A significant number or lesbians also feel that the LBGT community is privileging the interests of men, so there's a risk of increasing fragmentation there...

To me it's not at all clear how things are going to pan out.

OP posts:
FunderAnna · 21/04/2018 15:30

I think another issue is that if there's an increase in people using hormone treatments to transition, the longterm consequences of this medication aren't terribly clear. It also seems likely that if it becomes easier for young people to access this kind of treatment that a proportion of them may later regret the choice they have made. Again detransitioning has complications - for example if someone who has taken male hormones then wishes to conceive a child.

OP posts:
TawnyPort · 21/04/2018 15:32

OF course its not bigoted.

Bluntness100 · 21/04/2018 15:34

“Folks” being the interesting choice of word there (folks)

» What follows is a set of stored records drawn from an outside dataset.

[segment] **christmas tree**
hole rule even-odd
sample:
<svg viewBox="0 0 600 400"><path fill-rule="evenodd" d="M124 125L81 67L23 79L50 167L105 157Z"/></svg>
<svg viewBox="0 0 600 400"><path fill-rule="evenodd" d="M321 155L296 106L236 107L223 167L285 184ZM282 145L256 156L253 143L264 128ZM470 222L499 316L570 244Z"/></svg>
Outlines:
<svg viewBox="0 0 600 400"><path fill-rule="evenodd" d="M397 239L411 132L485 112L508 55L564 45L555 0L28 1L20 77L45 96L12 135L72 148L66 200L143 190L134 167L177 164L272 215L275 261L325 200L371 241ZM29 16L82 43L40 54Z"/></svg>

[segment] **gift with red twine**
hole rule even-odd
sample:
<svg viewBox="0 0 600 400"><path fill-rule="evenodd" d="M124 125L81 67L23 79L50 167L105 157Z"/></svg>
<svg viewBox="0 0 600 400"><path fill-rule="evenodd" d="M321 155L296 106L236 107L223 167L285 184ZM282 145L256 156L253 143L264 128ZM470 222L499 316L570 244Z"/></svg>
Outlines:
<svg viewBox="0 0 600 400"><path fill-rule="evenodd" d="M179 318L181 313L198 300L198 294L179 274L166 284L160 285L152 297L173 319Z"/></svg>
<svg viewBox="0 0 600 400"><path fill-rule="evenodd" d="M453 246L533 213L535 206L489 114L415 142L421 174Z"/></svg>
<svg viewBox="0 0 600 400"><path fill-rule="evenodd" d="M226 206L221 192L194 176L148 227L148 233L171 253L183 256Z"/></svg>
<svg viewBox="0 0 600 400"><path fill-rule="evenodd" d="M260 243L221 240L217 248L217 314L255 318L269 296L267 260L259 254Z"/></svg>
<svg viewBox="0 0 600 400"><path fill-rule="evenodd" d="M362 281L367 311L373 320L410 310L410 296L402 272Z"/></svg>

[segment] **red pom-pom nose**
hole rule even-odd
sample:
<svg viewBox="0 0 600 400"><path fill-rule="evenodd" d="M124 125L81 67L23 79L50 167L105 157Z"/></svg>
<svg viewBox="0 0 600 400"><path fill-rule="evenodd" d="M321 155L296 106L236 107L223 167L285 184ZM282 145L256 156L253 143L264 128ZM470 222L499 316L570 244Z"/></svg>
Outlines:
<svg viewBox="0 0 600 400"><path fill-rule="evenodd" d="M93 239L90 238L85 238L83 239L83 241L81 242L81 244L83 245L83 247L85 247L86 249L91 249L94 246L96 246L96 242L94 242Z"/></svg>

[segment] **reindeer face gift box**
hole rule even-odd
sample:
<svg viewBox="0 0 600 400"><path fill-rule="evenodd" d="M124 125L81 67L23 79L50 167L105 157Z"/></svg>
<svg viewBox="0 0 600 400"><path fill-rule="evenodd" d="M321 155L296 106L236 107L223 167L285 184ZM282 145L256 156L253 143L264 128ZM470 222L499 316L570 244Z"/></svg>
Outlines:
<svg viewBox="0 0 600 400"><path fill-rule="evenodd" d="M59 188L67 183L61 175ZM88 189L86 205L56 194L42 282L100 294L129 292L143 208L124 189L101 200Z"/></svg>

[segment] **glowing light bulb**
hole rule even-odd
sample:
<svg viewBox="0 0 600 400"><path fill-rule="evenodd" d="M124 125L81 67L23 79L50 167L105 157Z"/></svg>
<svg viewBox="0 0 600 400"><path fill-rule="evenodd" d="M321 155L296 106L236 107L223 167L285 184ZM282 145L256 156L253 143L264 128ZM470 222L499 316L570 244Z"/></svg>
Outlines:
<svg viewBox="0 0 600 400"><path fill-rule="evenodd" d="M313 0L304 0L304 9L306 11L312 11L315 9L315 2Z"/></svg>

Why? I'm Scottish. It's a word we commonly use. Confused

persister · 21/04/2018 15:58

I struggle to know how to deal with this issue with one of my children. He explained to me that his generation view inclusivity as being the most important principle of all, and that therefore GC feminism is wrong because we are excluding transwomen from womanhood. I've tried to explain why I think that inclusivity isn't a panacea and why I believe what i do, but he doesn't hear me and keeps re-stating that if I would just accept that transwomen are women then there is no problem. We are unable to convince each other and it distresses us both to be so far apart on this issue as generally we agree on social and political issues, and he's resolved his distress at what he perceives to be my bigotry by adopting a kindly, patronising, 'well it's just your age, you don't mean to be cruel, but you just don't understand the modern world' attitude.

I sometimes feel I should just avoid discussing the issue with him at all, but it frustrates me that he doesn't see his male privilege in this and that he feels I can be dismissed as a geriatric bigot! If I'd posted what the OP did on Facebook he'd think it was evidence of my bigotry, but I don't think he would block me (I hope he wouldn't, anyway), I think he would ignore it.

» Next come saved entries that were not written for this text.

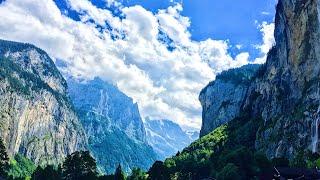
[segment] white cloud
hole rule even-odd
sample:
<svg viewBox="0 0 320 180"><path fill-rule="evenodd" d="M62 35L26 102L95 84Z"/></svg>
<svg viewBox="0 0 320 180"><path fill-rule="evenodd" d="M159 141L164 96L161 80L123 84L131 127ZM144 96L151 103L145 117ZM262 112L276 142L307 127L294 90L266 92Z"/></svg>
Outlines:
<svg viewBox="0 0 320 180"><path fill-rule="evenodd" d="M258 46L260 51L264 54L267 54L270 48L274 45L274 23L268 24L263 22L260 26L260 31L263 36L263 44Z"/></svg>
<svg viewBox="0 0 320 180"><path fill-rule="evenodd" d="M242 48L242 45L241 44L237 44L236 48L240 50Z"/></svg>
<svg viewBox="0 0 320 180"><path fill-rule="evenodd" d="M81 12L81 21L62 15L53 1L7 0L0 5L0 38L33 43L52 57L65 61L65 73L75 77L99 76L116 84L139 104L143 117L172 119L183 127L201 125L200 90L223 70L247 64L249 54L232 58L228 41L192 41L190 20L181 4L154 14L141 6L122 7L124 18L99 9L87 0L68 0ZM116 1L107 0L113 3ZM108 23L112 30L96 29ZM262 53L269 48L268 24L262 24ZM161 30L175 49L158 40ZM111 35L125 34L114 39ZM265 58L265 57L263 57ZM261 58L261 59L263 59Z"/></svg>
<svg viewBox="0 0 320 180"><path fill-rule="evenodd" d="M107 6L115 6L115 7L119 7L121 6L121 3L118 2L117 0L105 0L105 2L107 3Z"/></svg>
<svg viewBox="0 0 320 180"><path fill-rule="evenodd" d="M255 63L262 64L262 63L265 63L269 50L272 48L273 45L275 45L274 23L268 24L267 22L262 22L262 24L260 24L258 28L262 33L263 43L260 45L256 45L256 48L260 50L263 56L260 58L257 58L255 60Z"/></svg>
<svg viewBox="0 0 320 180"><path fill-rule="evenodd" d="M166 10L160 10L156 15L161 30L163 30L175 43L189 45L191 34L188 31L190 20L180 15L181 4L176 4Z"/></svg>
<svg viewBox="0 0 320 180"><path fill-rule="evenodd" d="M266 12L266 11L262 11L261 14L265 15L265 16L269 16L271 13L270 12Z"/></svg>
<svg viewBox="0 0 320 180"><path fill-rule="evenodd" d="M126 18L122 21L127 40L137 43L154 43L158 34L157 18L141 6L122 9ZM137 41L143 42L137 42Z"/></svg>
<svg viewBox="0 0 320 180"><path fill-rule="evenodd" d="M36 0L4 1L0 5L1 38L33 43L58 58L70 57L74 37L60 28L70 21L52 5Z"/></svg>
<svg viewBox="0 0 320 180"><path fill-rule="evenodd" d="M99 9L94 6L88 0L67 0L72 9L84 14L81 16L81 20L86 22L88 20L94 20L99 25L106 25L108 22L112 27L119 28L121 26L120 19L114 17L108 10ZM114 3L115 1L108 1L107 3Z"/></svg>

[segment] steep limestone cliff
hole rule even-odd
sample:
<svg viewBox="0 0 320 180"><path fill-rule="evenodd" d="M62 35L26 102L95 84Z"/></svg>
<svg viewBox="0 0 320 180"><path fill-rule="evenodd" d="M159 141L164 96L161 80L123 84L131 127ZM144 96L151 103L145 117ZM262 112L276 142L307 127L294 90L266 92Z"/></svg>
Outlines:
<svg viewBox="0 0 320 180"><path fill-rule="evenodd" d="M275 40L244 112L260 117L256 149L269 158L318 152L320 110L320 1L280 0Z"/></svg>
<svg viewBox="0 0 320 180"><path fill-rule="evenodd" d="M53 164L86 148L66 92L66 81L44 51L0 40L0 135L10 155Z"/></svg>
<svg viewBox="0 0 320 180"><path fill-rule="evenodd" d="M222 72L201 91L201 137L231 121L240 113L241 104L259 67L251 64Z"/></svg>

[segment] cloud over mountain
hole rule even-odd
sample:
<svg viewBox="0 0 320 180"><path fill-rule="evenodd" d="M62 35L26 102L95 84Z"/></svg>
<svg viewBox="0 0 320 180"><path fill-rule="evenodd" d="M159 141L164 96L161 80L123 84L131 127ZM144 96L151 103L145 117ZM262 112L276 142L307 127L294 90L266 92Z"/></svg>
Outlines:
<svg viewBox="0 0 320 180"><path fill-rule="evenodd" d="M99 76L117 85L138 102L144 117L199 128L200 90L217 73L249 63L247 52L230 55L227 40L192 40L191 20L181 15L179 3L153 13L108 0L118 15L88 0L66 3L80 21L54 1L2 2L0 38L41 47L66 64L64 73L86 79ZM272 45L274 27L263 23L260 28L265 38L258 46L259 62Z"/></svg>

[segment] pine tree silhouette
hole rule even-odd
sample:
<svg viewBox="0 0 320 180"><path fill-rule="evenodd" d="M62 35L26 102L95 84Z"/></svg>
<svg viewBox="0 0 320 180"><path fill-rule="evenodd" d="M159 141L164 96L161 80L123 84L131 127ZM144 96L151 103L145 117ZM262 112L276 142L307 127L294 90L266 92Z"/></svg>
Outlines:
<svg viewBox="0 0 320 180"><path fill-rule="evenodd" d="M124 173L122 171L120 164L118 165L116 172L114 173L114 179L115 180L125 180L125 176L124 176Z"/></svg>
<svg viewBox="0 0 320 180"><path fill-rule="evenodd" d="M0 138L0 177L6 176L6 171L9 167L9 157L6 151L6 147Z"/></svg>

YetAnotherSpartacus · 21/04/2018 16:05

In ten years time I fully expect (sadly) quite a few broken bodied detransitioners to be re shaping the debate towards the question of 'how did this madness happen'.

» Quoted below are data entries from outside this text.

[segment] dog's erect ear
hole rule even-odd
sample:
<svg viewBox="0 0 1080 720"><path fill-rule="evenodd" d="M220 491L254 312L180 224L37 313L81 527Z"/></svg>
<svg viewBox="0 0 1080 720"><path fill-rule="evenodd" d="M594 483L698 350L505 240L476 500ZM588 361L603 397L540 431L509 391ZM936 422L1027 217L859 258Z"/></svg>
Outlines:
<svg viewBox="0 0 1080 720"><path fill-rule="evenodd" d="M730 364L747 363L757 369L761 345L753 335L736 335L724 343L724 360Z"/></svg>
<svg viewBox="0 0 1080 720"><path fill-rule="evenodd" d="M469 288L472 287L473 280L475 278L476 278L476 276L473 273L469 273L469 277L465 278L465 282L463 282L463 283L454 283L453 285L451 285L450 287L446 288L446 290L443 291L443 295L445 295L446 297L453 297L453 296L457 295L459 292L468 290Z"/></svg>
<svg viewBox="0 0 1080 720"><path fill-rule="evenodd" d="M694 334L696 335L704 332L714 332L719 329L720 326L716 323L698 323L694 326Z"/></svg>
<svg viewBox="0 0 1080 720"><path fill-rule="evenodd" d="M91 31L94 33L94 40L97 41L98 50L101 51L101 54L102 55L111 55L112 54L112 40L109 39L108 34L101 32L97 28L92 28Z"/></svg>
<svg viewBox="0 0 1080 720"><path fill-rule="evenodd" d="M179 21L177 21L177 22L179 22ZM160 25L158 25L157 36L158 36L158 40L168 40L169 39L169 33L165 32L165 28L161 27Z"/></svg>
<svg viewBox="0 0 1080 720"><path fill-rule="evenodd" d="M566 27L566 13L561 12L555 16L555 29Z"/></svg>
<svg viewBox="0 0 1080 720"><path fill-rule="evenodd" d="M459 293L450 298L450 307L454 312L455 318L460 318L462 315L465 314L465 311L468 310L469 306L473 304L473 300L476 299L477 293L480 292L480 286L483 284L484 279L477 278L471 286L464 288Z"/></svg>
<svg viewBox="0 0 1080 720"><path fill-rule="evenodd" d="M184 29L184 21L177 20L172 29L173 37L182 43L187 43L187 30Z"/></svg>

FunderAnna · 21/04/2018 16:13

I think it is all very theoretical with the young - so if a theory attracts them they will go for it.

Inevitably my experience of the world has been shaped by things that only happened because I was biologically female. Some of these things were negative (Parental physical abuse. Something that happened after I left home which I only realised years later that was rape.) More positive stuff like giving birth and breastfeeding. But then even the positive stuff has complications. Taking time out of the workplace to do parenting and that having negative economic consequences.

It is quite hard to explain any of that to a 20 year old who, while being a feminist, genuinely believes you can make it all up as you go along.

OP posts:
AncientLights · 21/04/2018 16:15

persister how does your son feel about transmen, are they men? I don't know if you could ask this of your son but it's quite a revelation when you ask men who say 'transwomen are women' 'would you fuck one then?'. That may transgress the parent/child relationship. I was talking to a young gay male friend recently who had no idea of all this trans stuff. He said transmen had taken to frequenting the gay clubs he goes to, I asked how he felt about that. Didn't like it at all and all the gay guys ignore them.

persister · 21/04/2018 17:21

AncientLights yes, he says transmen are men, everybody's identity is what they feel it is. And he says he would be very happy to have a sexual relationship with a transwoman but he's not wedded to the idea of being straight, anyway - he's always said he'd be open to a relationship with a man if he met one he was attracted to. It seems to me that the prioritisation of inclusivity over all other principles perhaps inevitably leads to bisexuality, in that if one is solely straight or gay that's exclusive by definition.